Il me regarde longuement en silence en m'analysant tout le corps ce qui me fait un peu rougir étant donné que je porte juste un tee-shirt long de Stéphane pour dormir. Je commence à me dire qu'il ne va pas me répondre mais finalement commence sa réponse de façon simple et sincère.
- Le déni tu l'as eu au début quand tu as voulu aller chercher tes proches et dire que ton petit ami n'était pas mort. Même si je n'ai pas l'impression que tu en es réellement sorti.
Je m'apprête à donner mon avis mais il poursuit. J'écoute alors attentivement ce qu'il dit. Qui peut être meilleur juge qu'une personne qui ne vous connait pas ?
- Ensuite tu as été en colère quand tu m'as menacé avec ton arme par exemple pour me faire sortir de la voiture. Dit-il avec un sourire mesquin.
Il sourit vraiment ? Je l'ai menacé, j'aurai réellement pu le tuer à ce moment-là je le sais et pourtant lui il sourit. Je le regarde un peu perdu mais sans pour autant l'interrompre.
- La tristesse aussi tu l'as passé notamment quand ton père devant nous est... Dit-il sans finir sa phrase.
En y repensant j'évite son regard en regardant devant moi, posée contre le plan de travail à côté de lui mais en ne voyant que la scène se répétait dans ma tête.
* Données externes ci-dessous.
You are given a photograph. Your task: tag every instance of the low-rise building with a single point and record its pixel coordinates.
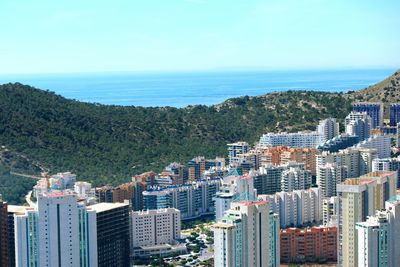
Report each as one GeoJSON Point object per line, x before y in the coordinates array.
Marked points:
{"type": "Point", "coordinates": [156, 232]}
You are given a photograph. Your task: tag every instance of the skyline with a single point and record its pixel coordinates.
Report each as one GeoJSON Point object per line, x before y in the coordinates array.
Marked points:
{"type": "Point", "coordinates": [197, 35]}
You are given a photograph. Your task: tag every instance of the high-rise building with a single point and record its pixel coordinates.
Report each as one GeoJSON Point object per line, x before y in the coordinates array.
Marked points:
{"type": "Point", "coordinates": [62, 180]}
{"type": "Point", "coordinates": [378, 237]}
{"type": "Point", "coordinates": [268, 179]}
{"type": "Point", "coordinates": [233, 188]}
{"type": "Point", "coordinates": [330, 211]}
{"type": "Point", "coordinates": [282, 155]}
{"type": "Point", "coordinates": [11, 231]}
{"type": "Point", "coordinates": [394, 114]}
{"type": "Point", "coordinates": [196, 168]}
{"type": "Point", "coordinates": [237, 149]}
{"type": "Point", "coordinates": [298, 244]}
{"type": "Point", "coordinates": [359, 198]}
{"type": "Point", "coordinates": [358, 161]}
{"type": "Point", "coordinates": [155, 232]}
{"type": "Point", "coordinates": [113, 234]}
{"type": "Point", "coordinates": [4, 251]}
{"type": "Point", "coordinates": [381, 143]}
{"type": "Point", "coordinates": [274, 240]}
{"type": "Point", "coordinates": [297, 208]}
{"type": "Point", "coordinates": [294, 140]}
{"type": "Point", "coordinates": [57, 232]}
{"type": "Point", "coordinates": [398, 135]}
{"type": "Point", "coordinates": [358, 124]}
{"type": "Point", "coordinates": [328, 176]}
{"type": "Point", "coordinates": [374, 110]}
{"type": "Point", "coordinates": [329, 128]}
{"type": "Point", "coordinates": [387, 164]}
{"type": "Point", "coordinates": [176, 169]}
{"type": "Point", "coordinates": [295, 179]}
{"type": "Point", "coordinates": [339, 142]}
{"type": "Point", "coordinates": [242, 236]}
{"type": "Point", "coordinates": [193, 200]}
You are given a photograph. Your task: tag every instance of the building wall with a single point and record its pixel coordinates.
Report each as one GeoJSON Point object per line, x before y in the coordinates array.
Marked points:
{"type": "Point", "coordinates": [57, 232]}
{"type": "Point", "coordinates": [298, 244]}
{"type": "Point", "coordinates": [4, 240]}
{"type": "Point", "coordinates": [113, 237]}
{"type": "Point", "coordinates": [155, 227]}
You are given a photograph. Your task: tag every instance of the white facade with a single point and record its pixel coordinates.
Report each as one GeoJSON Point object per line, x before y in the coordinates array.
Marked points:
{"type": "Point", "coordinates": [359, 198]}
{"type": "Point", "coordinates": [329, 211]}
{"type": "Point", "coordinates": [358, 161]}
{"type": "Point", "coordinates": [387, 164]}
{"type": "Point", "coordinates": [58, 232]}
{"type": "Point", "coordinates": [233, 188]}
{"type": "Point", "coordinates": [373, 241]}
{"type": "Point", "coordinates": [237, 149]}
{"type": "Point", "coordinates": [379, 236]}
{"type": "Point", "coordinates": [381, 143]}
{"type": "Point", "coordinates": [359, 124]}
{"type": "Point", "coordinates": [295, 179]}
{"type": "Point", "coordinates": [83, 190]}
{"type": "Point", "coordinates": [62, 180]}
{"type": "Point", "coordinates": [329, 128]}
{"type": "Point", "coordinates": [155, 227]}
{"type": "Point", "coordinates": [242, 237]}
{"type": "Point", "coordinates": [295, 140]}
{"type": "Point", "coordinates": [297, 208]}
{"type": "Point", "coordinates": [328, 176]}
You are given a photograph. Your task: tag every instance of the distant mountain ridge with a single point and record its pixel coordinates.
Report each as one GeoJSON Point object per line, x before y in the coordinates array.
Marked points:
{"type": "Point", "coordinates": [109, 144]}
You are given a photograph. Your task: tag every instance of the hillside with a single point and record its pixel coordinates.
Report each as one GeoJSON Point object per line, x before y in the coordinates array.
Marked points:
{"type": "Point", "coordinates": [109, 144]}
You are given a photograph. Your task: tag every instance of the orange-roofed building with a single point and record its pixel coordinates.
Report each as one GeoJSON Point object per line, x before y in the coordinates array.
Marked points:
{"type": "Point", "coordinates": [298, 244]}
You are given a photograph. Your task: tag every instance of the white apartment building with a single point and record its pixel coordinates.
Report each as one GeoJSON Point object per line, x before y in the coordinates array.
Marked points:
{"type": "Point", "coordinates": [155, 227]}
{"type": "Point", "coordinates": [233, 188]}
{"type": "Point", "coordinates": [359, 198]}
{"type": "Point", "coordinates": [330, 211]}
{"type": "Point", "coordinates": [243, 236]}
{"type": "Point", "coordinates": [62, 180]}
{"type": "Point", "coordinates": [359, 124]}
{"type": "Point", "coordinates": [381, 143]}
{"type": "Point", "coordinates": [237, 149]}
{"type": "Point", "coordinates": [57, 232]}
{"type": "Point", "coordinates": [358, 161]}
{"type": "Point", "coordinates": [379, 237]}
{"type": "Point", "coordinates": [84, 190]}
{"type": "Point", "coordinates": [295, 140]}
{"type": "Point", "coordinates": [297, 208]}
{"type": "Point", "coordinates": [329, 128]}
{"type": "Point", "coordinates": [328, 176]}
{"type": "Point", "coordinates": [295, 179]}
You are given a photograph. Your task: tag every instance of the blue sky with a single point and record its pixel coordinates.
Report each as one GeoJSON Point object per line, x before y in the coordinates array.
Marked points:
{"type": "Point", "coordinates": [44, 36]}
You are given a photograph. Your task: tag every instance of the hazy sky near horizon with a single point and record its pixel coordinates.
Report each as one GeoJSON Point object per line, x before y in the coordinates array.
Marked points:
{"type": "Point", "coordinates": [45, 36]}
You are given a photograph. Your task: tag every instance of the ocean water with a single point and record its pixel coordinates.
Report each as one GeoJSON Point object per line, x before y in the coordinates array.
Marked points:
{"type": "Point", "coordinates": [190, 88]}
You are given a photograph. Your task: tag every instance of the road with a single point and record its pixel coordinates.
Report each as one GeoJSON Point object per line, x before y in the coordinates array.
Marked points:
{"type": "Point", "coordinates": [26, 175]}
{"type": "Point", "coordinates": [28, 199]}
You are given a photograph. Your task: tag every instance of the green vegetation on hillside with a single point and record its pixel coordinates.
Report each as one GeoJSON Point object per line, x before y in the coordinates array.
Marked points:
{"type": "Point", "coordinates": [14, 188]}
{"type": "Point", "coordinates": [109, 144]}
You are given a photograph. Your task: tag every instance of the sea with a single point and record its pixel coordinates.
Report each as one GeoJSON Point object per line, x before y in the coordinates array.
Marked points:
{"type": "Point", "coordinates": [180, 89]}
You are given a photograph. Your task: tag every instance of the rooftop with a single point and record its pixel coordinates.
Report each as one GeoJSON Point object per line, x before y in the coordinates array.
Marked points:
{"type": "Point", "coordinates": [101, 207]}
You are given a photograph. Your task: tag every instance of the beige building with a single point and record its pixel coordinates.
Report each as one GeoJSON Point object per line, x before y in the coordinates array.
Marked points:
{"type": "Point", "coordinates": [359, 198]}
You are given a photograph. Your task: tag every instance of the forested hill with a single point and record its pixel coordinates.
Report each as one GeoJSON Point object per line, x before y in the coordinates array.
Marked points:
{"type": "Point", "coordinates": [109, 144]}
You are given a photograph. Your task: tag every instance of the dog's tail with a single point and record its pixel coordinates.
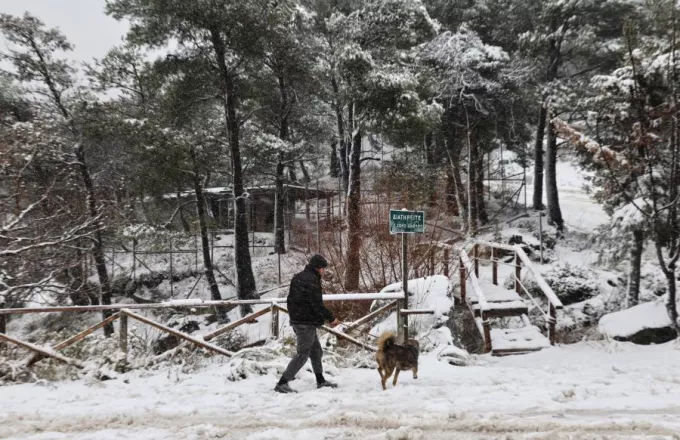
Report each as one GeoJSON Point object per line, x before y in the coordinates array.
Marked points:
{"type": "Point", "coordinates": [386, 340]}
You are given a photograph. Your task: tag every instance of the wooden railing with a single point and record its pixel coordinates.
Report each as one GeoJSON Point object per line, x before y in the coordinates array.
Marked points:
{"type": "Point", "coordinates": [522, 260]}
{"type": "Point", "coordinates": [470, 272]}
{"type": "Point", "coordinates": [125, 311]}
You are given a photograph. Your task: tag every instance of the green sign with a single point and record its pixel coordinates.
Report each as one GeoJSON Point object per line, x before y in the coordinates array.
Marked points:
{"type": "Point", "coordinates": [407, 222]}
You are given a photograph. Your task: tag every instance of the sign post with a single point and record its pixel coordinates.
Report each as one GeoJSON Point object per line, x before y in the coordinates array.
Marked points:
{"type": "Point", "coordinates": [405, 222]}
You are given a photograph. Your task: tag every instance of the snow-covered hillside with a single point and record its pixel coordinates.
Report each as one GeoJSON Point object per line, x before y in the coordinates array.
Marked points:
{"type": "Point", "coordinates": [583, 391]}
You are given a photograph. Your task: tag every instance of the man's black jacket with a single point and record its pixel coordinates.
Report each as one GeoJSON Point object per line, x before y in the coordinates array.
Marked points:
{"type": "Point", "coordinates": [305, 304]}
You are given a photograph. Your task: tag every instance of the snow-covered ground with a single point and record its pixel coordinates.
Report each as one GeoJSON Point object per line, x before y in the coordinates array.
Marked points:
{"type": "Point", "coordinates": [580, 212]}
{"type": "Point", "coordinates": [604, 390]}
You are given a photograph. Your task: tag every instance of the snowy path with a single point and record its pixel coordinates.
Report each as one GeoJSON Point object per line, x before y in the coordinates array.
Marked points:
{"type": "Point", "coordinates": [580, 212]}
{"type": "Point", "coordinates": [583, 391]}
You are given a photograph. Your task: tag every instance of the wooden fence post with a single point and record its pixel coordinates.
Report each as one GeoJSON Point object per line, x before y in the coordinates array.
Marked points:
{"type": "Point", "coordinates": [432, 261]}
{"type": "Point", "coordinates": [134, 259]}
{"type": "Point", "coordinates": [318, 224]}
{"type": "Point", "coordinates": [275, 321]}
{"type": "Point", "coordinates": [475, 256]}
{"type": "Point", "coordinates": [122, 341]}
{"type": "Point", "coordinates": [463, 279]}
{"type": "Point", "coordinates": [172, 288]}
{"type": "Point", "coordinates": [307, 216]}
{"type": "Point", "coordinates": [518, 274]}
{"type": "Point", "coordinates": [494, 265]}
{"type": "Point", "coordinates": [552, 321]}
{"type": "Point", "coordinates": [487, 332]}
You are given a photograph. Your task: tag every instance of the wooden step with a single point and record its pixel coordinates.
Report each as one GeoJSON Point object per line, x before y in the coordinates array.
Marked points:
{"type": "Point", "coordinates": [503, 303]}
{"type": "Point", "coordinates": [503, 309]}
{"type": "Point", "coordinates": [506, 342]}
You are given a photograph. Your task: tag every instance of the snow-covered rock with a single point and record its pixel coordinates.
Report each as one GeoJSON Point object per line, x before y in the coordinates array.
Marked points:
{"type": "Point", "coordinates": [646, 323]}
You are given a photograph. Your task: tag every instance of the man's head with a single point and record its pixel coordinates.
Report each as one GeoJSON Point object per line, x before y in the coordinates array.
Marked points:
{"type": "Point", "coordinates": [318, 263]}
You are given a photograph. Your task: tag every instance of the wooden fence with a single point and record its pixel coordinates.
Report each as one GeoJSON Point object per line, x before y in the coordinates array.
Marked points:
{"type": "Point", "coordinates": [124, 312]}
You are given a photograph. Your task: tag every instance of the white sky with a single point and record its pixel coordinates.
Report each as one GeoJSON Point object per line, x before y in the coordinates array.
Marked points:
{"type": "Point", "coordinates": [84, 23]}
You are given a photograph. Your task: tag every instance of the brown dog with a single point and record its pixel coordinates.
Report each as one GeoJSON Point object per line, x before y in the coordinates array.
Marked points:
{"type": "Point", "coordinates": [393, 357]}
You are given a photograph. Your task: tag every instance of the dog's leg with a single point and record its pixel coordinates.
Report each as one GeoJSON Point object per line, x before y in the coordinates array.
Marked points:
{"type": "Point", "coordinates": [386, 376]}
{"type": "Point", "coordinates": [396, 375]}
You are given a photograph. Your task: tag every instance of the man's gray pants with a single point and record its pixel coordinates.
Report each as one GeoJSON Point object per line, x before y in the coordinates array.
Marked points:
{"type": "Point", "coordinates": [308, 346]}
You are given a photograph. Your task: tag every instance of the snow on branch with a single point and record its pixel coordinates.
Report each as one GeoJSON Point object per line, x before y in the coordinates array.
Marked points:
{"type": "Point", "coordinates": [601, 154]}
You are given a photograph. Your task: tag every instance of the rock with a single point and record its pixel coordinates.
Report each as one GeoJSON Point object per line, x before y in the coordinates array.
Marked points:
{"type": "Point", "coordinates": [650, 336]}
{"type": "Point", "coordinates": [644, 324]}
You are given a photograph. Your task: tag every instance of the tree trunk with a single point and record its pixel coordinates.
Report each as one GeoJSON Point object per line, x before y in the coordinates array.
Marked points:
{"type": "Point", "coordinates": [453, 152]}
{"type": "Point", "coordinates": [635, 268]}
{"type": "Point", "coordinates": [552, 195]}
{"type": "Point", "coordinates": [538, 159]}
{"type": "Point", "coordinates": [472, 188]}
{"type": "Point", "coordinates": [245, 280]}
{"type": "Point", "coordinates": [461, 198]}
{"type": "Point", "coordinates": [353, 271]}
{"type": "Point", "coordinates": [672, 300]}
{"type": "Point", "coordinates": [451, 204]}
{"type": "Point", "coordinates": [432, 174]}
{"type": "Point", "coordinates": [342, 139]}
{"type": "Point", "coordinates": [554, 58]}
{"type": "Point", "coordinates": [3, 321]}
{"type": "Point", "coordinates": [292, 175]}
{"type": "Point", "coordinates": [305, 173]}
{"type": "Point", "coordinates": [98, 245]}
{"type": "Point", "coordinates": [279, 229]}
{"type": "Point", "coordinates": [205, 244]}
{"type": "Point", "coordinates": [479, 182]}
{"type": "Point", "coordinates": [284, 129]}
{"type": "Point", "coordinates": [335, 162]}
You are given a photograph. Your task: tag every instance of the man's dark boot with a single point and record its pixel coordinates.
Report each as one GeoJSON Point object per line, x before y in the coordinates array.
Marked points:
{"type": "Point", "coordinates": [326, 384]}
{"type": "Point", "coordinates": [283, 387]}
{"type": "Point", "coordinates": [321, 382]}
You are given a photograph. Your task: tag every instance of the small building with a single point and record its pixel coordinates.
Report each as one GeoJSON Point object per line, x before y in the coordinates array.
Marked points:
{"type": "Point", "coordinates": [261, 202]}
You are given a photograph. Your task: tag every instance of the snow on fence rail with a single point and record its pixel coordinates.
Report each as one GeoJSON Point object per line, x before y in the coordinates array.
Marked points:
{"type": "Point", "coordinates": [123, 311]}
{"type": "Point", "coordinates": [198, 303]}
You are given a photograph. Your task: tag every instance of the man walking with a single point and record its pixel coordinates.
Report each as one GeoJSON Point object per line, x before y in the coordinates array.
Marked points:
{"type": "Point", "coordinates": [307, 313]}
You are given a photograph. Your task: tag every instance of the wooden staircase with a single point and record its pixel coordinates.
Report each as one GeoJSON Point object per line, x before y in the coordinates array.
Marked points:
{"type": "Point", "coordinates": [487, 300]}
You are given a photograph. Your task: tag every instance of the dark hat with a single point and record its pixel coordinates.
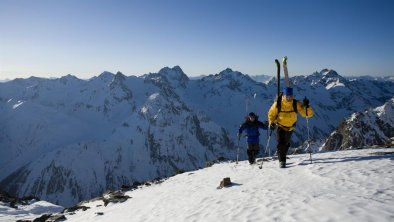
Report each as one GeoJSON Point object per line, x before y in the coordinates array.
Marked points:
{"type": "Point", "coordinates": [288, 91]}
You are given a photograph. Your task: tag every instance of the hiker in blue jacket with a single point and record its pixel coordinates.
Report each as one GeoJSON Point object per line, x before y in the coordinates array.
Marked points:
{"type": "Point", "coordinates": [252, 126]}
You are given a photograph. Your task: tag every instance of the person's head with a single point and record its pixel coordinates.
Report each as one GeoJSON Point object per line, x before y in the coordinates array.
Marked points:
{"type": "Point", "coordinates": [252, 116]}
{"type": "Point", "coordinates": [288, 93]}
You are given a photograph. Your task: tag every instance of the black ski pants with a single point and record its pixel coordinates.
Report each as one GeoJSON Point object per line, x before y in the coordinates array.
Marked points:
{"type": "Point", "coordinates": [253, 150]}
{"type": "Point", "coordinates": [283, 138]}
Je décide de changer de sujet en finissant avec le dernier.
- Alors maintenant je suis dans l'acceptation et la reconstruction ? Dis-je en le regardant de nouveau.
- Là, je ne sais pas. Je dirais que tu es dans une phase d'acceptation. Ton corps l'a accepté mais...
- Mais ? Demande je curieuse.
- Mais on dirait que tu restes quand-même bloqué dans cet évènement sans pouvoir en sortir. Comme si ton esprit lui refuse de sortir de cette boucle. Tu te montres forte car tu penses que tu le dois aux autres. Du moins c'est l'impression que j'ai eu hier après que Thomas sois venu te voir avec ce bout de papier.
Je le regarde longuement ne sachant quoi répondre. Serait-ce pourquoi j'ai fait ce cauchemar ? Je ne réponds pas et le silence se pose entre nous, mais il l'interrompt en finissant son verre d'un coup et en se dirigeant vers le salon.
- Bonne nuit. Dit-il simplement sans attendre de réponse.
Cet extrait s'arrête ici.